Aslında bir buçuk senenin ardından hala sorumluluklardan bahsediyorsak bu çok acı bir durum, aslında sizlerde biliyorsunuz, sorumluluğumuz büyük. Bu mesele ümmetin, hepimizin sorunudur ve omuzlarımızda büyük bir yüktür. Ama şunu belirtmek isterim; siz bu meselede Filistinlilerin, Gazzelilerin ensarı, yardımcısı değilsiniz, siz bu meselenin bizzat ortağısınız. Mesele hepimizin meselesi. Tüm ümmetin omuzlarında bir sorumluluk ama öncelikle Türkiye’nin sorumluluğu çünkü daha dün İngilizlerin mandasına Türkiye’nin elinden alınıp girdi Filistin. Bu yüzden Türkiye’nin sorumluluğu daha büyük, ümmet daha sonra geliyor.

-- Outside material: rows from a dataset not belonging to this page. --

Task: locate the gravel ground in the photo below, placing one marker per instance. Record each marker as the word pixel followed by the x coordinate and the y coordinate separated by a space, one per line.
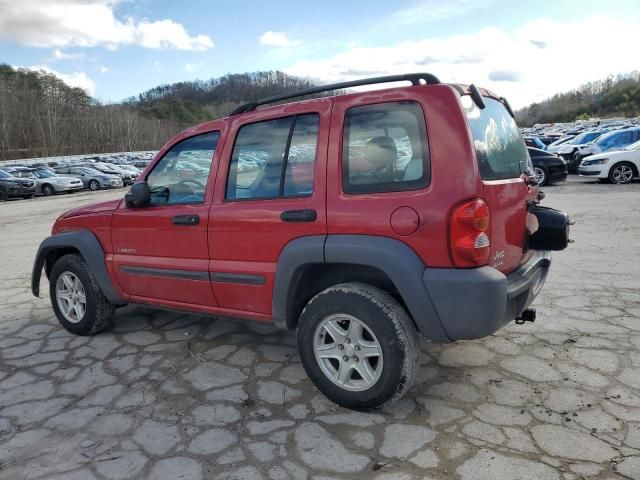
pixel 166 395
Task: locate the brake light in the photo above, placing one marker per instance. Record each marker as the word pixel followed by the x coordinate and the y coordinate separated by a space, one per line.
pixel 469 242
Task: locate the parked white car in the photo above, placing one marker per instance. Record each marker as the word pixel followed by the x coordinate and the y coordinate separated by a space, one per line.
pixel 609 142
pixel 620 166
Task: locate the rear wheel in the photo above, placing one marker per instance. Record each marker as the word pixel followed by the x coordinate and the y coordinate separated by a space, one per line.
pixel 47 190
pixel 77 300
pixel 358 345
pixel 622 173
pixel 542 176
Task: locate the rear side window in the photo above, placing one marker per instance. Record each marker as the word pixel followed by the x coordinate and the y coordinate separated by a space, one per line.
pixel 385 148
pixel 500 150
pixel 274 159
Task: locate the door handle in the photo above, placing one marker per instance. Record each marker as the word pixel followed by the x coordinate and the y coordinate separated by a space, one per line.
pixel 299 216
pixel 186 220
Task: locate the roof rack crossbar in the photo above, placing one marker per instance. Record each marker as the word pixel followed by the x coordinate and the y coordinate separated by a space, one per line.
pixel 414 78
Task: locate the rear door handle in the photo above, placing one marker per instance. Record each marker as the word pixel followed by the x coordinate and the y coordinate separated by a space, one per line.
pixel 186 220
pixel 299 216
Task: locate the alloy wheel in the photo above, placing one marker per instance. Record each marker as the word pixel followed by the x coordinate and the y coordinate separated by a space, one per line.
pixel 622 174
pixel 348 352
pixel 71 297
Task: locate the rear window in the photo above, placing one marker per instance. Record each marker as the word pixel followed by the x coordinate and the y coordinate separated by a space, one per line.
pixel 385 148
pixel 500 150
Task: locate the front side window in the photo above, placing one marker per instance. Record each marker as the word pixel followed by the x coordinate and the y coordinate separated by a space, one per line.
pixel 500 151
pixel 384 148
pixel 181 174
pixel 274 159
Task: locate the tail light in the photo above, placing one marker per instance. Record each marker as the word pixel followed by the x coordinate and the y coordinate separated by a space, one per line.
pixel 469 242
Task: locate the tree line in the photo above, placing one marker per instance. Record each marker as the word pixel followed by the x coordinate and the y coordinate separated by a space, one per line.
pixel 42 116
pixel 611 97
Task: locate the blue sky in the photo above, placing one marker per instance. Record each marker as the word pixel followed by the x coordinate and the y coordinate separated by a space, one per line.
pixel 524 50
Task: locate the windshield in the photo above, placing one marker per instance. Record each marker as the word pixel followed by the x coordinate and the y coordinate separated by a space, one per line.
pixel 585 137
pixel 500 150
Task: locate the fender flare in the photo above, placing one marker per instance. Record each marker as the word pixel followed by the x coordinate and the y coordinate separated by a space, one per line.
pixel 89 247
pixel 393 257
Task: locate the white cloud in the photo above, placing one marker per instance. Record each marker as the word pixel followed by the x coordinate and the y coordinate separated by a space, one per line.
pixel 75 79
pixel 58 54
pixel 277 39
pixel 431 10
pixel 88 23
pixel 193 67
pixel 530 63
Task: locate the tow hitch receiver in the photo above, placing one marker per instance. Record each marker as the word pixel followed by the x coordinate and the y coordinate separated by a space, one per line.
pixel 529 315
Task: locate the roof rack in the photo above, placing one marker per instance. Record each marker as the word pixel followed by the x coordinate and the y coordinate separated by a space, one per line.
pixel 414 78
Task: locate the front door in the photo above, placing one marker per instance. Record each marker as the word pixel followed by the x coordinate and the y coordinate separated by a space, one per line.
pixel 161 252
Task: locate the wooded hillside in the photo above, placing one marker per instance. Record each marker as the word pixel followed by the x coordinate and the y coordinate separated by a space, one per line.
pixel 42 116
pixel 611 97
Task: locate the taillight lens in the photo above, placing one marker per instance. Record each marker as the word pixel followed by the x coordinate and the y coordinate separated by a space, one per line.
pixel 469 242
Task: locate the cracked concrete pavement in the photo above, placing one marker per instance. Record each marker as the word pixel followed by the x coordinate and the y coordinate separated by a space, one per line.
pixel 166 395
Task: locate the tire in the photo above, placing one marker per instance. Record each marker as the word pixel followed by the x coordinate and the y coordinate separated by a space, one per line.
pixel 385 328
pixel 542 176
pixel 622 173
pixel 48 190
pixel 97 312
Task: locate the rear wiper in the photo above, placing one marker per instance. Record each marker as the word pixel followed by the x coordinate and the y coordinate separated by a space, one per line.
pixel 507 106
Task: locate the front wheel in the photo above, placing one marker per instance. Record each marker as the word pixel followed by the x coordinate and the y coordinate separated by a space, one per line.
pixel 541 175
pixel 358 346
pixel 622 173
pixel 77 300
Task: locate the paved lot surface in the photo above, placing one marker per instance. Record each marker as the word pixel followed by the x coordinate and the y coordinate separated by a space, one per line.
pixel 167 396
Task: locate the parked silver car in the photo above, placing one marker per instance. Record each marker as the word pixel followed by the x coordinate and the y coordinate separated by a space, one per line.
pixel 92 179
pixel 49 183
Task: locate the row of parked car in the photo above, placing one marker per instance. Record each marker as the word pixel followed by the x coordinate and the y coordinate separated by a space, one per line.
pixel 29 179
pixel 609 152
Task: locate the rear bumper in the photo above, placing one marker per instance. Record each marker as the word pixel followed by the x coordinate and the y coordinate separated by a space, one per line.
pixel 474 303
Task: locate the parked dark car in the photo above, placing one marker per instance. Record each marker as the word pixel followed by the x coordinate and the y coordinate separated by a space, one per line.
pixel 11 187
pixel 548 167
pixel 534 142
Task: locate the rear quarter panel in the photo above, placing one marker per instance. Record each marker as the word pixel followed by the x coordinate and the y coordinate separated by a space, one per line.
pixel 454 174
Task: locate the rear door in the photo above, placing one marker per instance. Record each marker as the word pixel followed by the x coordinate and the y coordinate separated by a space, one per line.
pixel 269 191
pixel 504 164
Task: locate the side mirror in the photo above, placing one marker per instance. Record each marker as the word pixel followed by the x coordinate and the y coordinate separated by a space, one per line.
pixel 138 196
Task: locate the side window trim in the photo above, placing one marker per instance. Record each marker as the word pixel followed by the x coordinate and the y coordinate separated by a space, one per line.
pixel 285 161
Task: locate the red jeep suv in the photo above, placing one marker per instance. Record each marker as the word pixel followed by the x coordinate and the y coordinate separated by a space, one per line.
pixel 361 220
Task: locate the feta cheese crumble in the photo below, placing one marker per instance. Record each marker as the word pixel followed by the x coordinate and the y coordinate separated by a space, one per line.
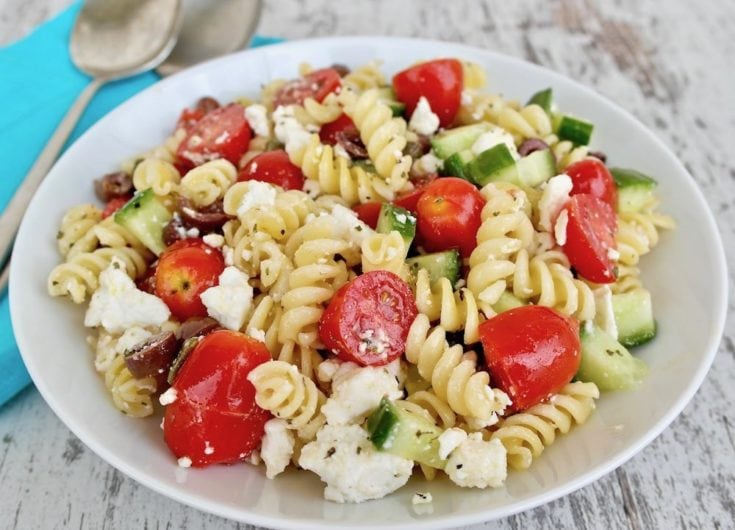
pixel 553 198
pixel 168 397
pixel 277 447
pixel 493 137
pixel 289 130
pixel 357 391
pixel 604 315
pixel 346 460
pixel 423 120
pixel 229 302
pixel 477 463
pixel 257 117
pixel 258 194
pixel 118 304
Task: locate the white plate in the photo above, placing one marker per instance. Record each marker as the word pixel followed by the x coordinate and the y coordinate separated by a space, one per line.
pixel 686 274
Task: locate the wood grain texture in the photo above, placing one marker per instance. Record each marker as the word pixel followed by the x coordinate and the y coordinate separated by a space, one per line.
pixel 669 64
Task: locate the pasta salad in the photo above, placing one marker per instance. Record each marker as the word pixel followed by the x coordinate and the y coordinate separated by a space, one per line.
pixel 363 276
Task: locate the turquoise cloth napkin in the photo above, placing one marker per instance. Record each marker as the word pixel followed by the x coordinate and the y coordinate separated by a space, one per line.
pixel 38 84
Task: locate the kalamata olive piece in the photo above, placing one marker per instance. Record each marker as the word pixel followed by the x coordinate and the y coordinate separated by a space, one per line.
pixel 342 69
pixel 531 145
pixel 599 155
pixel 350 140
pixel 207 104
pixel 113 185
pixel 207 219
pixel 153 357
pixel 196 327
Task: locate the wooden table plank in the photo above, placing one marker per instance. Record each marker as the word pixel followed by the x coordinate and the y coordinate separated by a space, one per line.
pixel 668 63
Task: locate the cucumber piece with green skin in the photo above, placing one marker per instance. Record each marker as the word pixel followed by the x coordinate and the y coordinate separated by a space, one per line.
pixel 405 434
pixel 145 216
pixel 635 189
pixel 394 217
pixel 439 265
pixel 633 313
pixel 446 143
pixel 457 165
pixel 576 130
pixel 544 99
pixel 607 363
pixel 388 97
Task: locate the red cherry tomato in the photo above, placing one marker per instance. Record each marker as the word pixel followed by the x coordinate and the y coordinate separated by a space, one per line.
pixel 114 205
pixel 590 236
pixel 592 176
pixel 316 85
pixel 215 419
pixel 368 213
pixel 449 215
pixel 221 133
pixel 185 270
pixel 329 131
pixel 367 320
pixel 439 81
pixel 410 200
pixel 531 352
pixel 274 167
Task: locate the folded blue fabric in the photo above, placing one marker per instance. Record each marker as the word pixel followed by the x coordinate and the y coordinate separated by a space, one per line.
pixel 38 84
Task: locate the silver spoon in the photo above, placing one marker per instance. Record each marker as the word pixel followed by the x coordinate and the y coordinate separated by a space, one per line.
pixel 110 40
pixel 212 28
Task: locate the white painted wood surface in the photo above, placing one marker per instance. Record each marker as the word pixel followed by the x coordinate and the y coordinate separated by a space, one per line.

Filistin’in yalnız bırakılması ile ilgili sahip olmamız gereken idrak ve şuur şudur; işgal edilen Filistin değildir, işgal edilen bizim ümmetin izzetidir, onurudur, şerefidir, namusudur. Aslında zihinlerimiz işgal edildi, ümmeti parçaladılar. Ben Türküm dedim, o Arap dedi, diğeri Kürt dedi yani ümmet bilincini ortadan kaldırdılar. Bizim bu birliği sağlamamız gerekiyor. Tekrar tek vücut olmamız gerekiyor. Mekke, Medine ve BeytulMakdis bizim ortak noktamız. Hepimizin eşitlendiği yerler. Bu şuura sahip olmamız gerekiyor ki topraklarımızı işgal eden, kirleten o rejimden ancak bu şekilde kurtulabiliriz. Ben o yüzden bir Filistinli olarak; bir Suudlunun benden daha çok mekkeye sahip çıkmasına izin vermemeliyim, razı olmamalıyım. Yada sizden daha çok Filistini savunmamalıyım. Siz buna izin vermemelisiniz. Ben Filistinliyim sizden daha üstünüm bu davaya ben daha çok emek veriyorum demeyin, bunu reddetmelisiniz çünkü bu hepimizin meselesi. En büyük hata burada bizim bu meseleyi bir Arap meselesi olarak sunmuş olmamız. Tüm ümmetin yüzde on beşine tekabül ediyor Araplar. Dolayısıyla ümmetin yüzde seksen beşini dışarıda bıraktık. Sömürgecilerin de amacı buydu zaten. Bir islam toplumu yerine Arap birliğini kurdurdular, 20-30 yıl sonra ise Arap meselesi Filistin meselesine dönüştü. Yüzde on beşin davası olarak sunulan mesele yüzde beşlik Filistin meselesine dönüştü.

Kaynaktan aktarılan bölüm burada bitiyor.